Osteoporosis is characterized by bony material loss and decreased bone strength leading to a significant increase in fracture risk. Patient-specific quantitative computed tomography (QCT) finite element (FE) models may be used to predict fracture under physiological loading. Material properties for the FE models used to predict fracture are obtained by converting grayscale values from the CT into volumetric bone mineral density (vBMD) using calibration phantoms. If there are any variations arising from the CT acquisition protocol, vBMD estimation and material property assignment could be affected, thus, affecting fracture risk prediction. We hypothesized that material property assignments may be dependent on scanning and postprocessing settings including voltage, current, and reconstruction kernel, thus potentially having an effect in fracture risk prediction. A rabbit femur and a standard calibration phantom were imaged by QCT using different protocols. Cortical and cancellous regions were segmented, their average Hounsfield unit (HU) values obtained and converted to vBMD. Estimated vBMD for the cortical and cancellous regions were affected by voltage and kernel but not by current. Our study demonstrated that there exists a significant variation in the estimated vBMD values obtained with different scanning acquisitions.

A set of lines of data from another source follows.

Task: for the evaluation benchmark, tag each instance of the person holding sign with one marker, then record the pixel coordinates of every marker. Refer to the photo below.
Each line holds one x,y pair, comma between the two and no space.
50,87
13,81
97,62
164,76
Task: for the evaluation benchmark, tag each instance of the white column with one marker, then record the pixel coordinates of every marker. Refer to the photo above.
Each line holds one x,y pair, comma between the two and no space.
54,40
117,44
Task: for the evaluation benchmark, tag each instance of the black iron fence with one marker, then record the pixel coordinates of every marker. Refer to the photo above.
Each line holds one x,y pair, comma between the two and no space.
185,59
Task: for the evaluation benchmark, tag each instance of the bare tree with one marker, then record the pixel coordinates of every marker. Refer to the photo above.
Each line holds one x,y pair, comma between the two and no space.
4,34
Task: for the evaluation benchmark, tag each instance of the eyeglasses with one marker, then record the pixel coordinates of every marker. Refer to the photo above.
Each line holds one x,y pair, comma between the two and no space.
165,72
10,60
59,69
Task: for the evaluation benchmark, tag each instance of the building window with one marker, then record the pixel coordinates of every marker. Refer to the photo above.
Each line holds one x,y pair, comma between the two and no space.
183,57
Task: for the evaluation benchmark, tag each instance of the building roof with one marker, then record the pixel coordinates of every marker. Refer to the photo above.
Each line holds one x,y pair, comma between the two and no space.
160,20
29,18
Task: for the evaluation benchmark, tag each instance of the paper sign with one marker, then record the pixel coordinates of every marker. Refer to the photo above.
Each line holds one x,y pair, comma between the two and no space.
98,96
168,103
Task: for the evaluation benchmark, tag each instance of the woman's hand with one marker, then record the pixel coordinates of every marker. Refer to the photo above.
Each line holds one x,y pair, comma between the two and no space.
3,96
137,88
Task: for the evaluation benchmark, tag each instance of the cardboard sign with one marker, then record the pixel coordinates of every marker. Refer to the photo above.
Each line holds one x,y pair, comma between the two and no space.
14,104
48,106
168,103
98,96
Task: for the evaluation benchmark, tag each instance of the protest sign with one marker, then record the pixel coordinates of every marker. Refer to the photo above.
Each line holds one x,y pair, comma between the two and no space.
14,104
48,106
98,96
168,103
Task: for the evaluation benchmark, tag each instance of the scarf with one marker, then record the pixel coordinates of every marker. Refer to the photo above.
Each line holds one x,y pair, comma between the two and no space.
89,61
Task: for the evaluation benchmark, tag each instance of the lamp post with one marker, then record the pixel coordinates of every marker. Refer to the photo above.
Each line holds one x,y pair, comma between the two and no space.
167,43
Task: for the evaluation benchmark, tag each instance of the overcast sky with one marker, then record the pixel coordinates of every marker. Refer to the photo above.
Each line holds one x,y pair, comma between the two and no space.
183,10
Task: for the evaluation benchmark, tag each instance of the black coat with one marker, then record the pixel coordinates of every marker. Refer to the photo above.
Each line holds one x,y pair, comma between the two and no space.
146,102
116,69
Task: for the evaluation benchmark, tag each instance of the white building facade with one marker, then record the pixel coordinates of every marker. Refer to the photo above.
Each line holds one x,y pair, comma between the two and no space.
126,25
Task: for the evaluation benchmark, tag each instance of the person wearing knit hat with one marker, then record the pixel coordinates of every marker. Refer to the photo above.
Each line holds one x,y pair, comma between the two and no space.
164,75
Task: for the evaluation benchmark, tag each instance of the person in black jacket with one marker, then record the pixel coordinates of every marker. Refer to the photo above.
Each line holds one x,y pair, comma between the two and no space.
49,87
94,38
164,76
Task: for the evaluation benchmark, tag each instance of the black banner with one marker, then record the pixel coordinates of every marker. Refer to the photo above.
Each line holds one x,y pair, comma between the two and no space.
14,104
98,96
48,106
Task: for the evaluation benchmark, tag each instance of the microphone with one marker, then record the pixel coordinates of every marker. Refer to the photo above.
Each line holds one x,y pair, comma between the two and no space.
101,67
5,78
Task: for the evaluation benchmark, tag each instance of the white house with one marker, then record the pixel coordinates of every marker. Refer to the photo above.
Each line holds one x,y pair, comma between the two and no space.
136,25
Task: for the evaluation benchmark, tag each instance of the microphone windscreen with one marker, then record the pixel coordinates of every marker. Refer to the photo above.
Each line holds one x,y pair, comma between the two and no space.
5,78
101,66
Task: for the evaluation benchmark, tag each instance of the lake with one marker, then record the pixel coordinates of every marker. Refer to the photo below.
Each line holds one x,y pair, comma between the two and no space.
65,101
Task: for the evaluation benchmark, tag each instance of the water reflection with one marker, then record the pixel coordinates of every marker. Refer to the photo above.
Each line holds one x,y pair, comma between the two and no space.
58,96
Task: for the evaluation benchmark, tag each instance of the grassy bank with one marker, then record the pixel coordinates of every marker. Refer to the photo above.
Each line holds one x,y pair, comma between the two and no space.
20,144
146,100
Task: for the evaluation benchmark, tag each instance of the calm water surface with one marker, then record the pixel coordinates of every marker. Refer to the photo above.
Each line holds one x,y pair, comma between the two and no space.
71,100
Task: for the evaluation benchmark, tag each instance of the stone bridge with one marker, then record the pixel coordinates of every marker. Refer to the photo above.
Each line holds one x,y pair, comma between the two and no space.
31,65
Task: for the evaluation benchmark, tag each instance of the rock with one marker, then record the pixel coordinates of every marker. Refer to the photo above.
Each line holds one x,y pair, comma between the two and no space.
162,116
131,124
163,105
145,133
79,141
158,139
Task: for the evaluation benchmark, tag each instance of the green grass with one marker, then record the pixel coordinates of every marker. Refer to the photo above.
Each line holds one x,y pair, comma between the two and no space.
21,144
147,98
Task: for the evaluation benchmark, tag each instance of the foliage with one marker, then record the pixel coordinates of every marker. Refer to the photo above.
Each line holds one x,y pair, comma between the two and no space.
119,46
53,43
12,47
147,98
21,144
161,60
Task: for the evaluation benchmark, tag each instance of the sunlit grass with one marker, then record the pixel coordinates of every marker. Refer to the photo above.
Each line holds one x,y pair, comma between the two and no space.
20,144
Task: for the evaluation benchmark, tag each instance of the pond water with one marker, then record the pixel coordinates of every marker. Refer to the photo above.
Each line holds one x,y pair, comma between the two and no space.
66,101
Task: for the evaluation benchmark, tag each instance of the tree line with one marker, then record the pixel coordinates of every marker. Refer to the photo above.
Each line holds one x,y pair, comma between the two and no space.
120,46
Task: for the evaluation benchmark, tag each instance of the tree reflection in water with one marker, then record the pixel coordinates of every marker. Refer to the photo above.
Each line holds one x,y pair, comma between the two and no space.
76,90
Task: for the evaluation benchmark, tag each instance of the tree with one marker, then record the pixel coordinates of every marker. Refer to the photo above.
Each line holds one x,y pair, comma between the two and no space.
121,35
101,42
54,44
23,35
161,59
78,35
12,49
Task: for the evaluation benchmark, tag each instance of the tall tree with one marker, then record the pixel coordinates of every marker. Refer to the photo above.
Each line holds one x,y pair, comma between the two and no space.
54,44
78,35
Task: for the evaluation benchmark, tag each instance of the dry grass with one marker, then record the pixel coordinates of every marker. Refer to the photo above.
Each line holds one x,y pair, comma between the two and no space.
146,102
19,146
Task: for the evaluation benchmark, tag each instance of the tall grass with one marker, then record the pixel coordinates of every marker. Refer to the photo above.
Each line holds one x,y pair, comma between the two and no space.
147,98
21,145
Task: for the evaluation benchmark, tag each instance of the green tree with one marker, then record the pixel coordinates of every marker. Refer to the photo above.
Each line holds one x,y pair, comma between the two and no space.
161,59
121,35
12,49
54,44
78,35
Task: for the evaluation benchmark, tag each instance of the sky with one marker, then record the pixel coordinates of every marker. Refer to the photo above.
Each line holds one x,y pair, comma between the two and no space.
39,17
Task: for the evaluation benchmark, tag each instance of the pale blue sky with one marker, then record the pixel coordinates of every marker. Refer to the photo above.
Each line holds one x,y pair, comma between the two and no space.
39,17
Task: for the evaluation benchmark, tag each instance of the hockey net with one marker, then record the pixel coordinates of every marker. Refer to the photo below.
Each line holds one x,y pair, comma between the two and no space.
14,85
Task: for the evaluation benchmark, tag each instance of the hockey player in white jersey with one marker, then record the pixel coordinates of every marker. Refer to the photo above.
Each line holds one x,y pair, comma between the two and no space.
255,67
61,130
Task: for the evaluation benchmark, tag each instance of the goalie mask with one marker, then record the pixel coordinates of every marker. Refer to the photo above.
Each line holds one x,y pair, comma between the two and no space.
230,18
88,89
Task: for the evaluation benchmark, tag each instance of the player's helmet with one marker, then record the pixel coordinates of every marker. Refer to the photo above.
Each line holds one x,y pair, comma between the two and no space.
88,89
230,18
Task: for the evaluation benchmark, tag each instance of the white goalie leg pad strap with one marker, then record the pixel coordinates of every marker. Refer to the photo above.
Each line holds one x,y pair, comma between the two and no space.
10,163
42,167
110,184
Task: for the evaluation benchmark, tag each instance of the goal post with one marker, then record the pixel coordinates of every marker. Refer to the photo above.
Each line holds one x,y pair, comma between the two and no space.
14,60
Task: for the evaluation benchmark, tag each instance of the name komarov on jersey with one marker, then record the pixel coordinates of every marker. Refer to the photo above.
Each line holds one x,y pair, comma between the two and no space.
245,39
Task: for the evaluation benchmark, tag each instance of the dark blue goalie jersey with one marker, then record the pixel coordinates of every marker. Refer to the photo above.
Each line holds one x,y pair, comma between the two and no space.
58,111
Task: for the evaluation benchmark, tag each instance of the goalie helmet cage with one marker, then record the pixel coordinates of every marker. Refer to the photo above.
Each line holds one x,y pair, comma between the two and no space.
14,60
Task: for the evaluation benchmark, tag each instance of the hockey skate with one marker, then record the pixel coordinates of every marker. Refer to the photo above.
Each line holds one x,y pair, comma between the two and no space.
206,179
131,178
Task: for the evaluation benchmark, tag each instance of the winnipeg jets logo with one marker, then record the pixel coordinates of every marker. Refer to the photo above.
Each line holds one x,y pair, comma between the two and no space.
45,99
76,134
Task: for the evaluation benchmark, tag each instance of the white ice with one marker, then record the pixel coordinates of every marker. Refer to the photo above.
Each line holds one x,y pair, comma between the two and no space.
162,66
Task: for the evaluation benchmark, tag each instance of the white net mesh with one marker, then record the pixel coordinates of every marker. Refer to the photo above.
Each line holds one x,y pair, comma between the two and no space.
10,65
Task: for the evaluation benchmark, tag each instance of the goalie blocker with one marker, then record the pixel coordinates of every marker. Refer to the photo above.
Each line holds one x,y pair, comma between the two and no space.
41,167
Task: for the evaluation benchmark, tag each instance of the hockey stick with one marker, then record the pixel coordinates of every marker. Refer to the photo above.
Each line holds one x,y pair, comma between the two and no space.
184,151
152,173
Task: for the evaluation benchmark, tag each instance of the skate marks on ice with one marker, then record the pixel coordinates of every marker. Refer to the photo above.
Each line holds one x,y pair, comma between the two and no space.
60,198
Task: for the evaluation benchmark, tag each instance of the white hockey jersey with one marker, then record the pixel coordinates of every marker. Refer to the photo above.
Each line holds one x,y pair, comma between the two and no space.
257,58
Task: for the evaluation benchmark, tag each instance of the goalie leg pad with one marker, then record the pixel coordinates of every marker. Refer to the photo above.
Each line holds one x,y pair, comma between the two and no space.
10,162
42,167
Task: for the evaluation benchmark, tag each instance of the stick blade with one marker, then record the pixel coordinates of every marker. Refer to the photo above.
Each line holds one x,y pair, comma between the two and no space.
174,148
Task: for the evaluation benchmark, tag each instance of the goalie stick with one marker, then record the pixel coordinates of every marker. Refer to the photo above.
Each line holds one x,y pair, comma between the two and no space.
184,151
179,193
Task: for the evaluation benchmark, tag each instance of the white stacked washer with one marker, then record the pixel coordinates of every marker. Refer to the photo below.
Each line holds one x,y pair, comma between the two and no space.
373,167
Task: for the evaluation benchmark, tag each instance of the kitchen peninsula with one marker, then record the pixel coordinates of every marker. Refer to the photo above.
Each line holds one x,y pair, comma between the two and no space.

In addition, the large noise differences observed utilizing different scanning parameters could have an important negative effect on small subregions containing fewer voxels.

Original languageEnglish (US)
Article number114502
JournalJournal of Biomechanical Engineering
Issue number11
StatePublished - Nov 1 2015


  • CT scanner variability
  • bone imaging
  • bone material properties
  • bone segmentation

ASJC Scopus subject areas

  • Biomedical Engineering
  • Physiology (medical)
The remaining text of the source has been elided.